И вдруг передо мной открылось не сказать, чтоб обширное, однако и не слишком тесное пространство с гладкими стенами, облицованными ослепительно-белым, малахитово-зеленым и черным камнем. Впечатление было настолько сильное, настолько, можно сказать, потрясающее, что у меня глаза чуть не выкатились из орбит. Ну, думаю, такое и Кащею Бессмертному во сне не снилось.
Я вылез из самоката. Гляжу, один из указателей показывает вправо. На нем написано: «Высотиха»…
Сердце у меня сжалось — так на Земле зовут мою родную деревню… Так, наверно, ее зовут и здесь. Стоит мне свернуть направо, и через час я буду в отчем доме, увижу сестрицу Шарлотту и мать… На Земле я никогда ее не увижу, там она умерла, а здесь… Здесь это еще возможно, подумал я.
Слева виднелись какие-то двери, да не одна, а целая шеренга, пять или шесть, не знаю точно, не считал.
Я подошел к первой, и она распахнулась передо мной.
Это был душ, самый настоящий душ, с раздевалкой и диваном для отдыха.
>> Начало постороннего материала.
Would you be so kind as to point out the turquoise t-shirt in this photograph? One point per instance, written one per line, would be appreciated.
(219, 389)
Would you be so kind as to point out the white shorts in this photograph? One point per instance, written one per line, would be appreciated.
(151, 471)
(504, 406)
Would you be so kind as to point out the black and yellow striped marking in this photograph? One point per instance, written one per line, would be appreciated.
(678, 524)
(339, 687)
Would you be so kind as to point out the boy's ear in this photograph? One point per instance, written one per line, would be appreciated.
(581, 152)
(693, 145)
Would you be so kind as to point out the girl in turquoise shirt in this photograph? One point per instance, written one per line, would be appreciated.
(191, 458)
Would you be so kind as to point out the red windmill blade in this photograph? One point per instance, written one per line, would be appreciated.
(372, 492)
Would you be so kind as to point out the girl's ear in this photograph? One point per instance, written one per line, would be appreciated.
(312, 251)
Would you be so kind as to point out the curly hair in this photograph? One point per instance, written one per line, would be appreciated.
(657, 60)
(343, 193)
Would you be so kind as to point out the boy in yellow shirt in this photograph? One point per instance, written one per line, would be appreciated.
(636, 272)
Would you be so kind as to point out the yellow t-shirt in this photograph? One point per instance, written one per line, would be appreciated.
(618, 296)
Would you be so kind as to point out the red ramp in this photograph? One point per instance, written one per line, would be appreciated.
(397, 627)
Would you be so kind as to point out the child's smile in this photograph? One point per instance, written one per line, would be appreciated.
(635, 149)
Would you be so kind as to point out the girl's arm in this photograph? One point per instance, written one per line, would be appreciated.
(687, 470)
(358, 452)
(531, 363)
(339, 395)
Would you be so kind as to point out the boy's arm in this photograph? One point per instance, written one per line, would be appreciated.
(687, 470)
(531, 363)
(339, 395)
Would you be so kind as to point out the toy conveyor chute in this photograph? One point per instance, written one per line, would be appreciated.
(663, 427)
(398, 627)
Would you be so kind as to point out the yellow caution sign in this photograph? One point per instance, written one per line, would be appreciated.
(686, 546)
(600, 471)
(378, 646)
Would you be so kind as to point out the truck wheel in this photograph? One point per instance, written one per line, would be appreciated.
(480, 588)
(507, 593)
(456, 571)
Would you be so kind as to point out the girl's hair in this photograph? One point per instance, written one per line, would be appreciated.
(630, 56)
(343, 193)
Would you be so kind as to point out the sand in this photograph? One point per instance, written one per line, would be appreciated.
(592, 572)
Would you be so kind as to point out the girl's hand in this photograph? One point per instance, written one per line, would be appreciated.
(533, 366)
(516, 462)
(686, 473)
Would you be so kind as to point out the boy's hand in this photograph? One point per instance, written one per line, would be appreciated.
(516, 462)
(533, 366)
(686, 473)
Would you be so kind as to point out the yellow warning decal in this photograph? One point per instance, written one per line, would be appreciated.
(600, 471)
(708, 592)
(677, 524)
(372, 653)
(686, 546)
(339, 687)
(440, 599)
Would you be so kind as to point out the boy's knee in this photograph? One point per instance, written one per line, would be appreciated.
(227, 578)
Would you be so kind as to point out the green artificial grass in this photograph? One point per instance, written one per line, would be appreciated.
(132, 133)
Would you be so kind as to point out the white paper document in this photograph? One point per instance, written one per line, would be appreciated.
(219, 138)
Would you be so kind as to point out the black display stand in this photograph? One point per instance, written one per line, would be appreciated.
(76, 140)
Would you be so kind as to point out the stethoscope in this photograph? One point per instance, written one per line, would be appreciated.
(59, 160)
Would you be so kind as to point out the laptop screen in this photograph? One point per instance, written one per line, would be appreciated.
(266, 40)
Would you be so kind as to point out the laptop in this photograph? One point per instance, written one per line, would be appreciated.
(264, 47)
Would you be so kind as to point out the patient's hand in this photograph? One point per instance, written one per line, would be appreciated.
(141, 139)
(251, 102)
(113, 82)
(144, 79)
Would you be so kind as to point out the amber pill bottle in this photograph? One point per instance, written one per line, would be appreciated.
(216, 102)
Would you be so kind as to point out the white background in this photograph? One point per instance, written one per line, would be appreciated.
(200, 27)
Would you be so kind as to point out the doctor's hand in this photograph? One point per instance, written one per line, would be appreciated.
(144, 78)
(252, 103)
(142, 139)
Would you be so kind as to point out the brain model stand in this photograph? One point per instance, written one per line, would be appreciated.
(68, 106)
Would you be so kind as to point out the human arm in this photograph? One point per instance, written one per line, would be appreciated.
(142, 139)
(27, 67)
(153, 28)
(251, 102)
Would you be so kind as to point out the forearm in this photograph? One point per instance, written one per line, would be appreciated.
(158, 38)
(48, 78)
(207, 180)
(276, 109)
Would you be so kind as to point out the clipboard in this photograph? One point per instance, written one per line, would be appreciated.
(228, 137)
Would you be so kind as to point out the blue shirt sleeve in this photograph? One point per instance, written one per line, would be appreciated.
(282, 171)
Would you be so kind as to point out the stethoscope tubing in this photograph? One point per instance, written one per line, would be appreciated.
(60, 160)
За второй дверью стояли рядком пластмассовые столики и табуретки точь-в-точь такие же, как в столовой. Да это и была столовая, вернее филиал той столовой. Когда я вошел и присел к столику, где-то над головой зазвенел звонок, потом что-то прошуршало, скользя вниз, потом стена раздвинулась, обнажив некий провал, и прямо ко мне шагнула с подносом, на котором стояли тарелки и стаканы, кто бы, думали?.. Настенька, шишкинская пассия!
— Эдя, как ты сюда попал? — не то удивилась, не то испугалась Настенька.
— Очень просто. Ехал, ехал и, вот, приехал, — невесело пошутил я.
— Сумасшедший! Честное слово, сумасшедший!
И в популярной, я бы сказал, общедоступной форме разъяснила, что асфальт этот предназначен для машин дальнего следования. Чтобы такие машины не отравляли воздух бензиновым перегаром и не действовали людям на нервы, под каждым населенным пунктом проложены туннели. Хочешь — проезжай с ветерком не останавливаясь (скорость — 250 км в час), хочешь — задержись, освежись под душем, покушай и отдохни и валяй дальше. Оч-чень удобно, не правда ли?
— Прости, больше не буду! — засмеялся я, глядя на Настеньку. Почему, думаю, она так подробно объясняет мне прописные истины? Может, кое-что знает?
Или догадывается?
Но эти риторические вопросы остались без ответа.
Не успел я сообразить, что все это значит и представляет ли какую-либо опасность, как Настенька опять подхватила поднос, вошла в темный провал, оказавшийся обыкновенным лифтом, какие и у нас на Земле встречаются, и была такова. Ее исчезновение, как и появление, походило на чудо. Во всяком случае, и то и другое показалось мне настоящим чудом.
Остальные двери (я и в них заглянул) вели в спальные номера. Они представляли собой небольшие комнаты, в каждой — две кровати, два столика, два табурета, две лампы и свежие газеты. — чтобы водители, будучи в пути, не отставали от текущих событий. Обслуживающего персонала не было видно. Наверно, и койки заправляются, и газеты доставляются, и порядок поддерживается с помощью автоматов, решил я, и не ошибся. Сашка в тот же день сообщил, что на все это подземное царство-государство один рабочий — он следит за исправностью всевозможных механизмов.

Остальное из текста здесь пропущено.